$\Newextarrow{\xhookrightarrow}{10,10}{0x21AA}$
Proposition 5.2.3.15. Let $F: \operatorname{\mathcal{C}}\rightarrow \operatorname{\mathcal{D}}$ be a functor of $\infty $-categories. Then:
The projection map $\pi : \operatorname{\mathcal{C}}\star _{\operatorname{\mathcal{D}}} \operatorname{\mathcal{D}}\rightarrow \Delta ^1$ is a cocartesian fibration of $\infty $-categories.
The map
\[ \widetilde{F}: \Delta ^1 \times \operatorname{\mathcal{C}}\simeq ( \operatorname{\mathcal{C}}\star _{\operatorname{\mathcal{C}}} \operatorname{\mathcal{C}}) \rightarrow \operatorname{\mathcal{C}}\star _{\operatorname{\mathcal{D}}} \operatorname{\mathcal{D}} \]
witnesses the functor $F$ as given by covariant transport along the nondegenerate edge of $\Delta ^1$.
Proof of Proposition 5.2.3.15.
Let $F: \operatorname{\mathcal{C}}\rightarrow \operatorname{\mathcal{D}}$ be a functor of $\infty $-categories, so that the projection map $\pi : \operatorname{\mathcal{C}}\star _{\operatorname{\mathcal{D}}} \operatorname{\mathcal{D}}\rightarrow \Delta ^{1}$ of Example 5.2.3.18 is a cocartesian fibration.
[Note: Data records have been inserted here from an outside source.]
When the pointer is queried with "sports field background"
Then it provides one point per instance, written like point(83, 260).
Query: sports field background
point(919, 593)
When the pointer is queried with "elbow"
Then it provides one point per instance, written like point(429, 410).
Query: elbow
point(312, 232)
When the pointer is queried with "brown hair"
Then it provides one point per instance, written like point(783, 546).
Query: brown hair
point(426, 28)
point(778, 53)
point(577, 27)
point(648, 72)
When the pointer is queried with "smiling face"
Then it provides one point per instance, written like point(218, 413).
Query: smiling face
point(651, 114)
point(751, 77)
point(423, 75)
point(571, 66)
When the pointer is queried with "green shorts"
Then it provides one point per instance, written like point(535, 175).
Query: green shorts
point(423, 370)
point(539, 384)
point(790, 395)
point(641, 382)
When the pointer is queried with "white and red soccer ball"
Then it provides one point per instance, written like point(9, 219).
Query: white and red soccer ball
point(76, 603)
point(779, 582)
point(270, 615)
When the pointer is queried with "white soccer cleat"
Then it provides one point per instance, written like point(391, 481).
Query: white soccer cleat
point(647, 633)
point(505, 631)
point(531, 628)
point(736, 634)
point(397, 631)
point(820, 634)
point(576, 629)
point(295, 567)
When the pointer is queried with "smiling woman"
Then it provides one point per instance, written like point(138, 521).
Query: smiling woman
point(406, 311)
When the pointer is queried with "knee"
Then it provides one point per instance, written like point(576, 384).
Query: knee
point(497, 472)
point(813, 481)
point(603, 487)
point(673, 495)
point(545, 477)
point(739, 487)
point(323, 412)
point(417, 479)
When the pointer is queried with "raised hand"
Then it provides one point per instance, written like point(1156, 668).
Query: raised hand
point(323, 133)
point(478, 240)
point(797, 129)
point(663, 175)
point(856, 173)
Note that the morphism
\[ H: \Delta ^1 \times \operatorname{\mathcal{C}}\simeq \operatorname{\mathcal{C}}\star _{\operatorname{\mathcal{C}}} \operatorname{\mathcal{C}}\rightarrow \operatorname{\mathcal{C}}\star _{\operatorname{\mathcal{D}}} \operatorname{\mathcal{D}} \]
satisfies $H|_{ \{ 0\} \times \operatorname{\mathcal{C}}} = \operatorname{id}_{\operatorname{\mathcal{C}}}$ and $H|_{ \{ 1\} \times \operatorname{\mathcal{C}}} = F$. To complete the proof, it will suffice to show that for every object $C \in \operatorname{\mathcal{C}}$, the restriction $H|_{ \Delta ^1 \times \{ C\} }$ is a $\pi $-cocartesian morphism $e: X \rightarrow F(X)$ in the $\infty $-category $\operatorname{\mathcal{C}}\star _{\operatorname{\mathcal{D}}} \operatorname{\mathcal{D}}$. This follows from the criterion of Example 5.2.3.18, since $e$ corresponds to the identity morphism $\operatorname{id}_{ F(X) }: F(X) \rightarrow F(X)$ under the identification of Remark 5.2.3.14.
$\square$